The locations available to me to pump are all pretty inconvenient to say the least. I’m going to share some of my struggles and offer solutions. I think we need to shed light on this issue.
I need to tell you about the time I pumped in an Anthropologie dressing room. Or when i tried to pump at an Equinox gym, the Nomo Hotel, or the Whole Foods handicap bathroom but the outlets were broken, the sink wasn’t working, or there wasn’t actually a handicap room to use. I should also tell you about the old compactor room I pumped in at a building I manage. It was disgusting. But it actually had a sink, working outlet, desk, and lock on the door.
I work as a building manager at a a small real estate company started by my grandfather and his partner. It is now a fairly successful building management business with 19 employees and my father and his partner running the show. I spend the morning half of my days running around the city going to various appointments at residential buildings. I don't have a private office or a space in any of those properties. I spend every morning manipulating my schedule to squeeze in a pumping session between appointments with contractors who are never on time. I am in old boiler rooms and roofs most of my days. When I finally get 15 minutes to pump, I come to realize, I have no place to go. There isn’t one public building with a place to pump. I run over to buybuy baby on 27th and 7th: the last remaining big box baby store in Manhattan where they have a lactation room. I am scrambling to make it all happen by 12pm so i can make enough milk to pump a second time in the afternoon, and to time it just right to feed my daughter before I put her to bed.

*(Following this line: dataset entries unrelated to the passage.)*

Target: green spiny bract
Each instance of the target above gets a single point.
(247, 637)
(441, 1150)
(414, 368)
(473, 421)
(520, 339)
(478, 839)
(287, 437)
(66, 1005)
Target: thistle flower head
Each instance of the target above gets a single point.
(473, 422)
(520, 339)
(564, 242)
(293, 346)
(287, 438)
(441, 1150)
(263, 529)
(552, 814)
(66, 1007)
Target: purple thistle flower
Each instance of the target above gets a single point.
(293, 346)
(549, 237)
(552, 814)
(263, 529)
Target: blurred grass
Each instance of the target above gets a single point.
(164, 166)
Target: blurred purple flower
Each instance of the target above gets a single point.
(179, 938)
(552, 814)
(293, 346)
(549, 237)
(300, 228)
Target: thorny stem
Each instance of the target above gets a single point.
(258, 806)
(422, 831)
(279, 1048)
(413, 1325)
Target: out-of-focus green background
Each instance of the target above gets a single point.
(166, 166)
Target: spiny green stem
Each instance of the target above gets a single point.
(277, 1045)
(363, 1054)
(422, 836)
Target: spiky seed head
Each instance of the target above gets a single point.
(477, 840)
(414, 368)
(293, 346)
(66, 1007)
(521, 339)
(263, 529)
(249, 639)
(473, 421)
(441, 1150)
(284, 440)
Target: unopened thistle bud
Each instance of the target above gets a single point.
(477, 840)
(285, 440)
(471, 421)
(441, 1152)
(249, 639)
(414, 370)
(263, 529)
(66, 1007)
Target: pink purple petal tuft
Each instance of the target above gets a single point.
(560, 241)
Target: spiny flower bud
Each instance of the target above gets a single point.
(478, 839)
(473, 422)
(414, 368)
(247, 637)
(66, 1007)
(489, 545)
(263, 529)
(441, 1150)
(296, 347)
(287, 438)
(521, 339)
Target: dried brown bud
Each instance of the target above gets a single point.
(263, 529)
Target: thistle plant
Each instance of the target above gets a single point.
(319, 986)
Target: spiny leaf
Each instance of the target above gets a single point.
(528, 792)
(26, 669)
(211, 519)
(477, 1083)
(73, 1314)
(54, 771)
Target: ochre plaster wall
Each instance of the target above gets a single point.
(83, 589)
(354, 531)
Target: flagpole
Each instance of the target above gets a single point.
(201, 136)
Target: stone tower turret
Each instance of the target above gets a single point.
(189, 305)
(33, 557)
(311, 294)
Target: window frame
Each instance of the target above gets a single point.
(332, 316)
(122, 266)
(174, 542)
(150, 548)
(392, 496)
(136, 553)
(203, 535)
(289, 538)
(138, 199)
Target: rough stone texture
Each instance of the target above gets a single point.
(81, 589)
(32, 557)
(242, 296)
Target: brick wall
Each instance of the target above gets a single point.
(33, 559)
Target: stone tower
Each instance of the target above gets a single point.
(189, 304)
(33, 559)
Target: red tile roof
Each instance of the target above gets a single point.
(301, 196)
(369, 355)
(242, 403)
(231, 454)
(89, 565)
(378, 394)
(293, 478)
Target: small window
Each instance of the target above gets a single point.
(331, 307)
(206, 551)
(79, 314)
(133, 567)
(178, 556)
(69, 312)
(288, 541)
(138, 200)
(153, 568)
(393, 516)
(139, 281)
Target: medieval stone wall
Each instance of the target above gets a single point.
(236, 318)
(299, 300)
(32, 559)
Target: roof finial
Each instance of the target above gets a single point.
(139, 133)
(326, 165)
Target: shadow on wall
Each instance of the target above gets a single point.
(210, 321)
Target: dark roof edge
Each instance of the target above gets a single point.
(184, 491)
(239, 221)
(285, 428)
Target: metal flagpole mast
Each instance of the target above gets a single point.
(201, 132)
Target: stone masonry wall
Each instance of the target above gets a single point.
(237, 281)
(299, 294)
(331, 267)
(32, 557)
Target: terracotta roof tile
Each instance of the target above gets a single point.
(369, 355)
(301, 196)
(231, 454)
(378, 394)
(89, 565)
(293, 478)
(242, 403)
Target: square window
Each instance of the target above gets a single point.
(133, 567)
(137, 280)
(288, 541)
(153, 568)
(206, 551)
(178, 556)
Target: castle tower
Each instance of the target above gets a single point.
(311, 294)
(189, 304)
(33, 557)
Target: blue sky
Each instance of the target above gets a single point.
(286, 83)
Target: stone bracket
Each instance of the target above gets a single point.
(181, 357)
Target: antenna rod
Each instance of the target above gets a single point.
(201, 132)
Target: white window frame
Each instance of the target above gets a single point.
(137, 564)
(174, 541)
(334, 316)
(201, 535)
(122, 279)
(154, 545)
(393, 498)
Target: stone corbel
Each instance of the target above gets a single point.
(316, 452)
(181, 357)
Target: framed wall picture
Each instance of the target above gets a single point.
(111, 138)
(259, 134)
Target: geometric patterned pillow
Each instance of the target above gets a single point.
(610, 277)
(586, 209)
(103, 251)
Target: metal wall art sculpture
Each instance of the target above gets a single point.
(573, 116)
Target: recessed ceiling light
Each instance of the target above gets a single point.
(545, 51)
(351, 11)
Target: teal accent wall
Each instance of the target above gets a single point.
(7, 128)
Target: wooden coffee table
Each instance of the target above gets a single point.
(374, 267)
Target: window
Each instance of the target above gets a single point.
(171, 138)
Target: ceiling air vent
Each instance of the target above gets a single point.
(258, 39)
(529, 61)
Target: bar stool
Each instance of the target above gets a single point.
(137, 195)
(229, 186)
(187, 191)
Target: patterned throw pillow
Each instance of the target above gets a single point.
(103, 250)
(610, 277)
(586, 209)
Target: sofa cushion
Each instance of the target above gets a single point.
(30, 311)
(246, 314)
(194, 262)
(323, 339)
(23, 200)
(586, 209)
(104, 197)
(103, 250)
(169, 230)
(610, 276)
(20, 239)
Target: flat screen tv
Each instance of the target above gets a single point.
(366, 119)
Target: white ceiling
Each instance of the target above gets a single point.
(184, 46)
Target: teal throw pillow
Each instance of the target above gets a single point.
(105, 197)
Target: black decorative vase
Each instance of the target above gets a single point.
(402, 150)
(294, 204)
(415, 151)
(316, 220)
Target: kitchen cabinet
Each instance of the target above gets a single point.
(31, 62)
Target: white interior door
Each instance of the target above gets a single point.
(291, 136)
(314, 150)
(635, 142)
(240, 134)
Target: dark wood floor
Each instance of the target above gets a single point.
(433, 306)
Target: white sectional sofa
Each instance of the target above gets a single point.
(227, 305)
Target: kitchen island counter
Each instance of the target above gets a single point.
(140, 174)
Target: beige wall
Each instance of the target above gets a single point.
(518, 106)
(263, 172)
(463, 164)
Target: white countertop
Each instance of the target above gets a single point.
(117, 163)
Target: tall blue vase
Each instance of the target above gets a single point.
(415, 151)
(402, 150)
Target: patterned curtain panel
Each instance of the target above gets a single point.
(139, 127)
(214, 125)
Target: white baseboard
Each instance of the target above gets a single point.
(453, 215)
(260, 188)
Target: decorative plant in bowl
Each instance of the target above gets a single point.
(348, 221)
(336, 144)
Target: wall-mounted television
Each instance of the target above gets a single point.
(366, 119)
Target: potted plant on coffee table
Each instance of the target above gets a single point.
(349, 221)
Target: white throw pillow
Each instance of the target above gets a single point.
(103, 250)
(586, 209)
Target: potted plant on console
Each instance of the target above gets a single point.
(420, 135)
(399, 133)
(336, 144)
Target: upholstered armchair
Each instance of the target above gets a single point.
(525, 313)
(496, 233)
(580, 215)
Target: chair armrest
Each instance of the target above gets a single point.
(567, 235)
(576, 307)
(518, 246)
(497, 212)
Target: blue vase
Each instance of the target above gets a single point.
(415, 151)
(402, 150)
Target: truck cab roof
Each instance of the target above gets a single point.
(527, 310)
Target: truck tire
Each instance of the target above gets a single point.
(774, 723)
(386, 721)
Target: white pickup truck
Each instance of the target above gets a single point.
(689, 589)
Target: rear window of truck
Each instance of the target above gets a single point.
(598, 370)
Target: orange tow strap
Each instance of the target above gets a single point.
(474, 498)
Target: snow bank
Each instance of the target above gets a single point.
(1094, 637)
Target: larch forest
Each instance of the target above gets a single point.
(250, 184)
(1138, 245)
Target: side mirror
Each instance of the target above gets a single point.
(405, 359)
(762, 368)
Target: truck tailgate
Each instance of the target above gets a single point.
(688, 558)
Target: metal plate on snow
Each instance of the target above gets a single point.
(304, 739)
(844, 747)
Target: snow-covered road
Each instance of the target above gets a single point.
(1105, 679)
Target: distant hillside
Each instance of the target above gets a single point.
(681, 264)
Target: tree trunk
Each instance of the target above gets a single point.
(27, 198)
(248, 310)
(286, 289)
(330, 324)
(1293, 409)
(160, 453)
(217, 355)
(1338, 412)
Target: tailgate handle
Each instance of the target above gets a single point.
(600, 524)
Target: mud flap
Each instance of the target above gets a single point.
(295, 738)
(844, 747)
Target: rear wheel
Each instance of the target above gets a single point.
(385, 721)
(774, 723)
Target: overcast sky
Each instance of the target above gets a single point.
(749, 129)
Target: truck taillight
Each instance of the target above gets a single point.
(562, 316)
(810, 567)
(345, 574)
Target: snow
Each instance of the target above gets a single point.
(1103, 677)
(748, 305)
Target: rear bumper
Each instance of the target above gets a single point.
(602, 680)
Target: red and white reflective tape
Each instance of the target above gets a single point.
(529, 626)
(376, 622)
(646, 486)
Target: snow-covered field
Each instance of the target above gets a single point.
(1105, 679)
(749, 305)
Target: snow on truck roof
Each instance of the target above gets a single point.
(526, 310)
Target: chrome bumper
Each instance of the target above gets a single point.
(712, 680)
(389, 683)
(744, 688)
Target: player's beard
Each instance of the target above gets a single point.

Today I returned to our office in midtown around 1pm and it seems like I can only get an hour of work in before I have to pump again. I begin my daily negotiation to see who has time to stop what that are doing to let me use their private office. I use my fathers office today. I have to lower the shades, move a large shredder to get the door to close, and wait for my brother-in-law to leave. There is a large Lexmar printer in the corner with a layer of dust on it that makes it look like its from 1984. The office manager and my father are in the room with me. Somehow I agreed to this arrangement and have rationalized it as better than my other options.